'Foreign intelligence services' disrupt Taliban talks: Afghan FM

"If the foreign intelligence cut ties with the Taliban during the process, negotiations can start," Afghan foreign minister says.

By Betul Yuruk

ANKARA - Afghan Foreign Minister Ahmed Osmani said 'foreign intelligence services' disrupt peace negotiations between the Afghan government and the Taliban.

"If the foreign intelligence (services) cut ties with the Taliban during the process, negotiations can start," Osmani told an AA correspondent in an exclusive interview. If these foreign elements do not support the Taliban, they cannot survive."

The Afghan government has repeatedly claimed that the Taliban are supported by Pakistan's powerful Inter-Services Intelligence (ISI).

"Pakistan must bring the Taliban to the negotiating table," he said.

The minister also expressed willingness to launch talks with the Taliban.

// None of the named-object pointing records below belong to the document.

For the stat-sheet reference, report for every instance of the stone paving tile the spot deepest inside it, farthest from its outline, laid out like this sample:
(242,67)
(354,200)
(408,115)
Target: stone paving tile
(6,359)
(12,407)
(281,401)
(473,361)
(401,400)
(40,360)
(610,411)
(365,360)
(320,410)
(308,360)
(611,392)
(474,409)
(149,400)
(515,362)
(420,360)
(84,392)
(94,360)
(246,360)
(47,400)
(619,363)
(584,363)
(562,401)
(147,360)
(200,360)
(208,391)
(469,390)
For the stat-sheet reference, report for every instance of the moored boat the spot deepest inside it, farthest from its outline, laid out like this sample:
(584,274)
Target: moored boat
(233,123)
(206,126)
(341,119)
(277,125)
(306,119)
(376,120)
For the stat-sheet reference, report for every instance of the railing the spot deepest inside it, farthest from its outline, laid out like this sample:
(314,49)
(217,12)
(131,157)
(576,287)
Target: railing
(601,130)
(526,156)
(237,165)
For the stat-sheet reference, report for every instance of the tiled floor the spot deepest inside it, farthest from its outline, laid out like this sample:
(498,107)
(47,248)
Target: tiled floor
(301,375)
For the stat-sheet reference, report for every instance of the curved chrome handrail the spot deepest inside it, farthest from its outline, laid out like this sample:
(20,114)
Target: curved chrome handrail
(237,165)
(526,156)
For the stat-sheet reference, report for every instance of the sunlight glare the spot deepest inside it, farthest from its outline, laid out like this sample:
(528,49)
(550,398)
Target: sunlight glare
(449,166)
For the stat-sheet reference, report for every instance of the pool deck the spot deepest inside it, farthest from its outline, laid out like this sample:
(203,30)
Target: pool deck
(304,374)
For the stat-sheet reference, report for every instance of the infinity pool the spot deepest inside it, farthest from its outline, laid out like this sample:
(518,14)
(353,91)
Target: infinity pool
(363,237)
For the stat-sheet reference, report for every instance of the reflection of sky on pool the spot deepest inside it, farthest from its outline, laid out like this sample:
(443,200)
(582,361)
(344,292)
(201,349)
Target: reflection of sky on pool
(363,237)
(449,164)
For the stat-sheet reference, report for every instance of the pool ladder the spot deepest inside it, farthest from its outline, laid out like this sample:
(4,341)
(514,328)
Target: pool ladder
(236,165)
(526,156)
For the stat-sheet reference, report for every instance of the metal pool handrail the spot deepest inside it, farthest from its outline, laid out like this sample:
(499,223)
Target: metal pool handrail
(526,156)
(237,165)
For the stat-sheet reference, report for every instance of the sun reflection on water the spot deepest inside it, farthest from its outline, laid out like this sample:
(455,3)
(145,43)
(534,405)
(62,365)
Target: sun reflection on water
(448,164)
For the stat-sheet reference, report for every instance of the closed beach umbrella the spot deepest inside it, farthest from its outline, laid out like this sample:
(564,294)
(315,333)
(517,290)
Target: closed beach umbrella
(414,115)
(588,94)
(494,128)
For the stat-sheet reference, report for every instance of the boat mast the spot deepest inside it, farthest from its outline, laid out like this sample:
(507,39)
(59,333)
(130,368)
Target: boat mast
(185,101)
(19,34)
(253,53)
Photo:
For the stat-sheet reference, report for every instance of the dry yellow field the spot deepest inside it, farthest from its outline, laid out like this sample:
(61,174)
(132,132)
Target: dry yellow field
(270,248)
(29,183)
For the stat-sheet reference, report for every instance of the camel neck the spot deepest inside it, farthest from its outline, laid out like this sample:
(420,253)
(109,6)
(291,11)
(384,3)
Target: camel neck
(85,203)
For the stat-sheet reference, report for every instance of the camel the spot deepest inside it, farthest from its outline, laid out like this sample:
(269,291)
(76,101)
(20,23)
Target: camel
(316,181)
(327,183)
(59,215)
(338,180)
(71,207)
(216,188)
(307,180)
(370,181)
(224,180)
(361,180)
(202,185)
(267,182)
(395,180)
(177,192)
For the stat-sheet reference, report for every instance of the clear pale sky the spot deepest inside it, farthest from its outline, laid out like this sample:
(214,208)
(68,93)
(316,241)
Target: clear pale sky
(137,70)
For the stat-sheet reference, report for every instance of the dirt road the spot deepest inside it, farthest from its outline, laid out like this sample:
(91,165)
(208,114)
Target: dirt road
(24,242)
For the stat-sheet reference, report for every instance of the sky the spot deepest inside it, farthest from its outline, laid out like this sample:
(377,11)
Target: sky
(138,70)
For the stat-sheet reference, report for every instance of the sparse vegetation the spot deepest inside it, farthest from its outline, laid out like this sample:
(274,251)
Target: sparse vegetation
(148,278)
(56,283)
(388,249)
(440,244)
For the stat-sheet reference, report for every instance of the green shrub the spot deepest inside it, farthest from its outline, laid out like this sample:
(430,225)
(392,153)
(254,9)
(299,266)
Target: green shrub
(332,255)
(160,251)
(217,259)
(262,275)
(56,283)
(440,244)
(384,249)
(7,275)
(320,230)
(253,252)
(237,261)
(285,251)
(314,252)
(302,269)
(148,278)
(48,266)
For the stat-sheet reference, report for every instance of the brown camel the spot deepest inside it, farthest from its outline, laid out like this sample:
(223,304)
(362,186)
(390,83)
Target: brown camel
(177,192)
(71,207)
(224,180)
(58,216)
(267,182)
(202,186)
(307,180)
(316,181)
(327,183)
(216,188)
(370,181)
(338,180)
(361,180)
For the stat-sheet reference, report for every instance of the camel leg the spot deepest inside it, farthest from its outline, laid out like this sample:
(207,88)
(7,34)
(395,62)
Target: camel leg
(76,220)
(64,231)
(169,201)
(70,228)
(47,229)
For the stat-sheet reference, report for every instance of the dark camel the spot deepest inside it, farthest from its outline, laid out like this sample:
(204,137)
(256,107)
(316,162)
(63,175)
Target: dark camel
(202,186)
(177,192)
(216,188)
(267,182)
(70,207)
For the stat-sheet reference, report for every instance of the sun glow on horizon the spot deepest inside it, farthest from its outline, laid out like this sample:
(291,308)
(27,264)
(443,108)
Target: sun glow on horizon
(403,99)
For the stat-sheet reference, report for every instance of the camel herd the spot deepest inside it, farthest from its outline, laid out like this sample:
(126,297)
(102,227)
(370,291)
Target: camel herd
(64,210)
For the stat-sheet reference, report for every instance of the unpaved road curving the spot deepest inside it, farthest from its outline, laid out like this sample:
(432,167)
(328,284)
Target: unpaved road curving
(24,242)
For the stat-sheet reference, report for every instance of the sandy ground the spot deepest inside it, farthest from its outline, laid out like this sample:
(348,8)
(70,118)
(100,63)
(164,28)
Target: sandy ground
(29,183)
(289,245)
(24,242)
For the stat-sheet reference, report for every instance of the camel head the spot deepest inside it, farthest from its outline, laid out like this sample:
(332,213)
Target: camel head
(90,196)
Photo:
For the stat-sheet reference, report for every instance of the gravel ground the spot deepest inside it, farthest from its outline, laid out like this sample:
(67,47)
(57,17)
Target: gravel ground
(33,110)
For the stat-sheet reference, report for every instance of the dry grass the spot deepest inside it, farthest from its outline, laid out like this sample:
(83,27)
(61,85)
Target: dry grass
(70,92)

"We (the Afghan government) first want to begin peace negotiations with the Taliban, then we will sign the security pact with the U.S.," he added.

The U.S. and Afghanistan have spent months negotiating a 'Bilateral Security Agreement' that will allow NATO troops to stay on after 2014.

The planned withdrawal of NATO led-forces has prompted concerns about a possible rise in the number of Taliban attacks.

Osmani said 98 percent of the Afghan people want the security agreement to be signed, however, negotiating a peace agreement with the Taliban would be a more concrete step before signing the security pact.